GitHub - KMX-Systems/kmx-fft: Fast-Fourier Transform C++26 implementation

C++ Fast-Fourier-Transform (FFT) library.

Architecture

Public API

All transforms go through kmx::fft::engine<T, Backend>, a thin non-copyable facade:

kmx::fft::engine<std::complex<double>> eng;          // software backend (default)
kmx::fft::engine<std::complex<double>,
    kmx::fft::backend::avx2<std::complex<double>>> eng; // AVX2 backend

tensor::view<std::complex<double>> v{std::span(data)};
eng.transform_1d(v);            // forward, in-place
eng.transform_2d(v, true);      // inverse, in-place (v must be a 2D view)

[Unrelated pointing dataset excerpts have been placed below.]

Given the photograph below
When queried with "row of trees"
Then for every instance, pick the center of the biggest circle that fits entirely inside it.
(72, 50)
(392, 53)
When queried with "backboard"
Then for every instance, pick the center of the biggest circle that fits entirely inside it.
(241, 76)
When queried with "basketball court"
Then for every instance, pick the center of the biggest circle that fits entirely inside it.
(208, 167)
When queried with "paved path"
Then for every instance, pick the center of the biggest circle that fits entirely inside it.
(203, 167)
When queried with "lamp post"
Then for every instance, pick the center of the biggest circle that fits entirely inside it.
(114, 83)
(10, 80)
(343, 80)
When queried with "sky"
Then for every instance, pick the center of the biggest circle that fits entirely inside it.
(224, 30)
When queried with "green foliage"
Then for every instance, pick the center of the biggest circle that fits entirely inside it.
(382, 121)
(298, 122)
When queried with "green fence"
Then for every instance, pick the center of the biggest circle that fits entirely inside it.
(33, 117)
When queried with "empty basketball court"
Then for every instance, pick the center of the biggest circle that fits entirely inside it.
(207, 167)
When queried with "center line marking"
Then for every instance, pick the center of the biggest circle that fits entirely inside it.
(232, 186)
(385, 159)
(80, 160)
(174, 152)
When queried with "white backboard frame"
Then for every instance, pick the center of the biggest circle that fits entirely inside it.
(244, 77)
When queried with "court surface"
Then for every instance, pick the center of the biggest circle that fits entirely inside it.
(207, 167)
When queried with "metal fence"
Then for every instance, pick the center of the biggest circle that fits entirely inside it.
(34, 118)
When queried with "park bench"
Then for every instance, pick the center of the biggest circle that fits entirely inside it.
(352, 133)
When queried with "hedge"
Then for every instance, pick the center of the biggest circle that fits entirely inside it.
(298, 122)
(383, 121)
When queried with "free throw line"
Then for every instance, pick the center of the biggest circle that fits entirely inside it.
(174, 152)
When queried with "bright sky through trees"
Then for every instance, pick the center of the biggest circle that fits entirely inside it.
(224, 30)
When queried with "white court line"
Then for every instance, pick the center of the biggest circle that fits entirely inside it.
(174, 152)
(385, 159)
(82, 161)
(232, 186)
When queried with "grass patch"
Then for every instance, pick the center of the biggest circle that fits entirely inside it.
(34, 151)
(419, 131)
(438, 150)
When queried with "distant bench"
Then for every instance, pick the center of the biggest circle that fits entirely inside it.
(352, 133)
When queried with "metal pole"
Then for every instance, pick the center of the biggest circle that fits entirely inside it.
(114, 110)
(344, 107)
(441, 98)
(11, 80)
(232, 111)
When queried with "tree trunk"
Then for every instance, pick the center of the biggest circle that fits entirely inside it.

Optional plan objects pre-compute reusable state for repeated calls to the same shape:

auto plan = eng.make_plan(1024);
plan.execute(v);   // zero allocation, zero cache lookup

auto plan2d = eng.make_plan_2d(256, 256);
plan2d.execute(v2d); // repeated 2D row/column execution with preallocated scratch

For the AVX2 backend, 1D plans reuse cached SIMD twiddle tables and Bluestein state, while 2D plans reuse cached row/column plan state plus per-thread scratch buffers.

Backend model

A backend is any type satisfying the FftBackend<T> concept: it must expose transform_1d, transform_2d, and an allocator_type. The software backend is always compiled in as a fallback; specialised backends (avx2, opencl) are gated by preprocessor defines set by Qbs properties.

Software backend

Iterative Cooley–Tukey with a cached twiddle-factor table and bit-reversal reorder. Handles arbitrary N via Bluestein's algorithm (pads to the next power of 2 ≥ 2N − 1, runs three power-of-2 FFTs).

AVX2 backend (`avx2.hpp`)

All internal allocations use a posix_memalign(32) allocator so every internal buffer is 32-byte aligned. Data pointers arriving from callers (e.g. std::vector) are accessed with _mm256_loadu_pd/storeu_pd; twiddle pointers (always internally allocated) use the faster aligned _mm256_load_pd/store_pd.

Twiddle caches

Two thread-safe caches sit inside each avx2 instance:

Cache	Contents	Purpose
`ptw_cache_`	`packed_twiddles` per (N, direction)	Stockham / radix-4 butterflies
`full_tw_cache_`	Full W^(rk) table per (N, direction)	Six-step twiddle-multiply step

Each cache uses a shared_mutex: multiple threads may read concurrently, a unique lock is taken only on first insertion.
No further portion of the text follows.